Bill: Vascular surgeons are just as guilty of doing the same thing.

Mark: True. But vascular surgery is sort of withdrawn and instead of saying, we recognize this is an issue. We wanna be engaged in this and be involved in educating people and have an opinion on who does it. It's turned into sort of an isolationist, protectionist thing. We're not gonna interface with everybody else and do nothing but criticize everyone else, which isn't a productive approach. Because the train has left the station that vascular surgeons don't do most vein care anymore.

Steve: No, and they probably never will.

Mark: And I think vascular surgeons who are well-trained and do a lot of it are in a good position to lead. Then sort of bring those that aren't up to speed. You gotta engage-

Steve: Other specialties-yeah.

Mark: And being isolationist isn't productive.

Steve: I think the isolationism is breaking down a little bit organizationally because of the pressures that have come with Medicare in terms of coverage and the ability to have to work together to try and refocus the payers as to what's appropriate care and also that a procedure should be reimbursed. I think that has helped. But I agree with you Mark that the idea with some vascular surgeons, we are the vein people. Even though we don't do most of it, we are the vein people.

And it's scary to me that in some places, a vascular fellow can finish, having done minimal vane cases, and go out and be able to do vein cases. Whereas someone who's been moved into it ten years ago, has a lot of experience that's great. But is not a vascular surgeon to IR, for instance in Massachusetts, they can't even do it.

Just because a vascular fellow finishes a vascular fellowship and did four vein cases.
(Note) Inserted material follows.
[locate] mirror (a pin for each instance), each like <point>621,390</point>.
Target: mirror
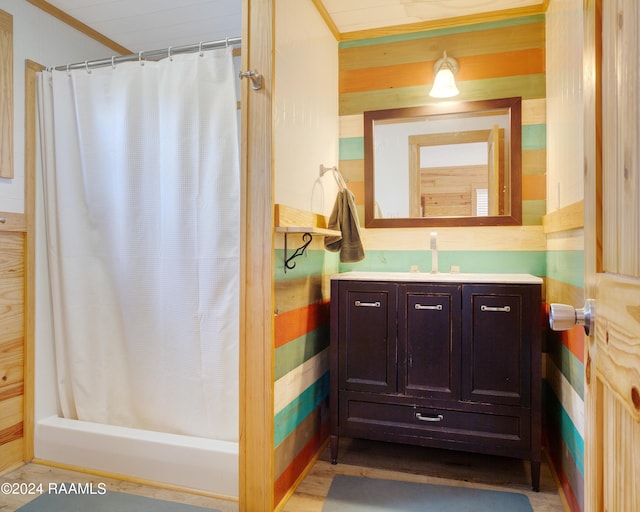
<point>447,164</point>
It's not right. I think we're gonna get more cooperation because we are all getting together to educate the insurers who are beginning to deny procedures that should be covered. Once you know your enemy, they all of a sudden, they're not such a bad person.
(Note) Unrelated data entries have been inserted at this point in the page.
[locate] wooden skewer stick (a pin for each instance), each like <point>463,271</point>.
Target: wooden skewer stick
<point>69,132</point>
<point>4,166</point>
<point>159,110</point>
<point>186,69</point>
Keep your friends close and your enemies closer. Once you get to know them, they're not so bad. ACP, AVS, SIR, now they're realizing, nice people.

Mark: There are some people from the other specialties in the graph that's been shown that they do better vein care than the graduating vascular fellow who's done four cases.

Steve: Wanna talk about music? What music do you wanna talk about? O'Donnell thought I would know that song today and I did know that song.

Bill: I did know that song too. Have you been to the Bon Jovi concert?

Steve: No.

Bill: Don't go. It was awful. I just, the boys sitting there. The sound was bad. They didn't have a jumbo screen, so you couldn't really see. It was just very disappointing.

Mark: It was kind of the 70s era before jumbo screens.

Steve: That's right you had to just listen.

Bill: But I'm too old to rush the stage anymore.

Mark: But the good news is you're probably so old that you don't hear that well and it didn't seem too loud.

Steve: Anything else about music Mark? Anything else about Lululemon clothes Mark? I converted you.

Mark: The fabric is awesome.

Steve: Yeah, I converted you. Are you wearing the pants and a shirt today?

Mark: Yeah, I got the whole ensemble.

Bill: I hope he's wearing pants and a shirt.

Steve: He used to make fun of me. I finally converted him. First he made fun of my socks. Then he wears nice socks.

Bill: Despite the fact that I'd love to learn more about your Lulu Lemons, I've gotta run to the airport.

Steve: Yeah, okay. Thank you guys. That concludes another one.